I have been trying to learn more about different types of Markov Chains. So far, here is my basic understanding of them:
Discrete Time Markov Chain: Characterized by a constant transition probability matrix "P"
Continuous Time Markov Chain: Characterized by a time dependent transition probability matrix "P(t)" and a constant infinitesimal generator matrix "Q". The Continuous Time Markov Chain is based on the Exponential Distribution (i.e. sojourn times/holding times must be Exponentially Distributed) and thereby must obey the Memoryless Property.
Non Homogenous Continuous Time Markov Chain: Characterized by a time dependent transition probability matrix "P(t)" and a time dependent infinitesimal generator matrix "Q(t)". Non Homogenous Continuous Time Markov Chains are not necessarily based on the Exponential Distribution and thereby do not need to obey the Memoryless Property.
This brings me to my question - given the above information, I am having difficulty understanding the difference between these Markov Chains and a Semi-Markov Process.
Based on some readings that I have done, it seems like a Semi Markov Process is characterized by its "Sojourn Time" - that is, the amount of time that is spent in some state. Since the probability distribution of this "Sojourn Time" does not necessarily need to be Exponentially Distributed, a Semi Markov Process does not need to obey the Memoryless Property. If this is the case, then how exactly is the Semi-Markov Process different from a Non Homogenous Continuous Time Markov Chain?
Can someone please help me understand this? Perhaps some example could illustrate in which conditions it might be more advantageous to use a Semi-Markov Process compared to a Continuous Markov Process and vice versa?
Note: I am currently reading this reference : https://math.stackexchange.com/questions/2960929/difference-between-non-homogeneous-markov-and-semi-markov
Note 1: I understand that as the name suggests, "Semi-Markov" does not need to obey the "Markov Property". That is, in Semi-Markov, the future states that the process can go to does not only depend on the current state, and can also depend on the history of the process. This is in contrast to a Continuous Markov Process in which the Markov Property must be obeyed, and the future state of a Continuous Markov Process can only depend on the current state.
Note 2: I am told that one of the differences between Semi-Markov and Markov is how the notion of time is recorded. In a Continuous Markov Process, time is recorded in the "clock forward" format - this means that all time transitions are recorded from some initial time. In a Semi Markov Process, time is recorded in the "clock reset" format - this means that the clock is restarted every time a transition is recorded. Supposedly, "clock forward" is not able to take into consideration the history of the Markov Process - whereas "clock reset" is able to take into consideration the history of the Markov Process. However, I do not understand this point - I am not sure as to why recording time using different formats "magically" allows the Markov Process to consider the history or not to consider the history of the process.

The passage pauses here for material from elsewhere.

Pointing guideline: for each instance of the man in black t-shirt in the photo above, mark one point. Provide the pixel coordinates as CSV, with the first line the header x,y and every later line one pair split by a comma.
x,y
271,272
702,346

Note 3: It seems to me like a Semi Markov Process is closer to a "Discrete Markov Chain" : If my understanding is correct, a Semi Markov Process does not have a P(t) matrix or any type of Q matrix - a Semi Markov Process only has a time independent P matrix. Is this correct?
Note 4: Again, if my understanding is correct, it seems as though a Semi Markov Process might not be as useful for modelling real world phenomena compared to a Continuous Markov Process (i.e. when modelling a person transitioning between medical condition, it will likely be useful to know the history of how long he has been healthy or sick) - with this being said, in what kinds of situations is it useful to use Semi Markov Processes?